Fig. 1. Signaling and regulatory paradigms of opioid receptors.

(Left) Agonist stimulation leads to the coupling of opioid receptors to heterotrimeric G proteins, resulting in a reduction in cAMP abundance, a decreased Ca²⁺ response, and the activation of GIRK channels. (Middle) Subsequently, the receptor is phosphorylated by GRKs, which results in β-arrestin recruitment, receptor desensitization, and internalization. β-Arrestins also mediate the activation of various signaling pathways, including those of the MAPKs, ERK1/2, and p38. (Right) Gα_i protein and β-arrestins can also interact with each other and form a complex to mediate downstream signaling, such as ERK activation.

Fig. 2. Chemical space shared by the currently reported G protein–biased ligands at μ-OR and ĸ-OR.

(A) Chemical structures of currently described G protein–biased ligands at the μ-OR and ĸ-OR. Of these, nalfurafine shows moderate selectivity at ĸ-OR compared with μ-OR and δ-OR, whereas the others exhibit substantial selectivity for the different receptors. (B) The different types of ligand bias that can be potentially manifested by opioid receptors.

Fig. 3. Structure-based discovery and optimization of a G protein–biased μ-OR ligand, PZM21.

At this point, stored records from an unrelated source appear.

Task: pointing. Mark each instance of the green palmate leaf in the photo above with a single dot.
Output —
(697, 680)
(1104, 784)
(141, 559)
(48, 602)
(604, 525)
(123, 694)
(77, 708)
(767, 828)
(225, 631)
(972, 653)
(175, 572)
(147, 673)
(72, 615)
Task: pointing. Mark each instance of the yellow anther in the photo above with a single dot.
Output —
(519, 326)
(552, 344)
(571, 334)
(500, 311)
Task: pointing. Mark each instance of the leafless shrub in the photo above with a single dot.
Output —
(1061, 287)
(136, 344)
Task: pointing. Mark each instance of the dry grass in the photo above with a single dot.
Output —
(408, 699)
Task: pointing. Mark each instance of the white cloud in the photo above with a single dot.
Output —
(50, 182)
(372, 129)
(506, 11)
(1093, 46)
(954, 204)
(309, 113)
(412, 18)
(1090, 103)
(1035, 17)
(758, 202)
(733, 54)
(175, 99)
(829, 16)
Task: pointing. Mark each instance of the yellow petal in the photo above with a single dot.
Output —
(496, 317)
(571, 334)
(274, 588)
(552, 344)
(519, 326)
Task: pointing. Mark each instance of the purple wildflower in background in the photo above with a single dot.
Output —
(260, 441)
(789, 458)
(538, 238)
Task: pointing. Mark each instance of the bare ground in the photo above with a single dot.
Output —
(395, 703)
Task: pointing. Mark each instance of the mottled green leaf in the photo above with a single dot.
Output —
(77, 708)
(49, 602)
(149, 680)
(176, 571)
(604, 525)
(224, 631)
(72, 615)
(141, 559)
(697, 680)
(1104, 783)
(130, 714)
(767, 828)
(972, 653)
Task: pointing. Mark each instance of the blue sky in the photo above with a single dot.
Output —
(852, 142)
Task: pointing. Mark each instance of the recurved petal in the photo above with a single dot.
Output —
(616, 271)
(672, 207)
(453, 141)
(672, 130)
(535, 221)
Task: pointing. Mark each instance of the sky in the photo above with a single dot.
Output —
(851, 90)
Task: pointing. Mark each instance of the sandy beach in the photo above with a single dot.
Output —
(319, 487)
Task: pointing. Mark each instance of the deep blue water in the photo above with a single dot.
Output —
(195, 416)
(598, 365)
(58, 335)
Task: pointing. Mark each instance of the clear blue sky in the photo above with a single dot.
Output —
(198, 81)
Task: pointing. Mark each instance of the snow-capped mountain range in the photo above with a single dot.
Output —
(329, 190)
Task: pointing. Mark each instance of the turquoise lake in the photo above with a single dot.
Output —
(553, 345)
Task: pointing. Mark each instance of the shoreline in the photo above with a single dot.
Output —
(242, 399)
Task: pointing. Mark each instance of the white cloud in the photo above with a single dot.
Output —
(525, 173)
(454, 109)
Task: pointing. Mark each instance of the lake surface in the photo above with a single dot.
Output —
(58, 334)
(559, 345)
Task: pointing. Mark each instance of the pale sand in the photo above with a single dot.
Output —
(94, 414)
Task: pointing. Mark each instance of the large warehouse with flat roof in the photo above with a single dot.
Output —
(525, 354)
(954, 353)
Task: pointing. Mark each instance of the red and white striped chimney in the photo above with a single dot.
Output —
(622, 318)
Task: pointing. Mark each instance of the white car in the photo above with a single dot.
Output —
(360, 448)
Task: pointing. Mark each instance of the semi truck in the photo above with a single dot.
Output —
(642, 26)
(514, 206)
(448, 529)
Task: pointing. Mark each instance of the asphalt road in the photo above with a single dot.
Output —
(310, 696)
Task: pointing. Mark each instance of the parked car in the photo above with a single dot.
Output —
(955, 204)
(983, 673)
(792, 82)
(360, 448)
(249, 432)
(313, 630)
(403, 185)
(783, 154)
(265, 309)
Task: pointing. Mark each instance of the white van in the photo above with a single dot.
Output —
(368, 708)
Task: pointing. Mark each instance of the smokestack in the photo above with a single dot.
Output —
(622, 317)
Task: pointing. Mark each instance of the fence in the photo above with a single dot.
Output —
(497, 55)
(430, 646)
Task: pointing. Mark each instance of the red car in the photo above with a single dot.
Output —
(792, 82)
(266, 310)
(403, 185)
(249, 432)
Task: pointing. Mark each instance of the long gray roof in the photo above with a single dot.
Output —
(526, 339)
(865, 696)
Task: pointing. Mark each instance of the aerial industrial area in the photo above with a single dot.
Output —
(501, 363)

Schematic representation of the discovery and optimization pipeline using structure-guided virtual screening. Using the crystal structure of the μ-OR, a large set of chemical compounds was virtually screened, which was followed by the identification of a handful of lead compounds for further testing. Subsequent optimization and structure-function relationship studies yielded PZM21, which is a G protein–biased μ-OR partial agonist, and produced desirable analgesic activity in vivo without the typical side effects observed with other μ-OR agonists, such as morphine.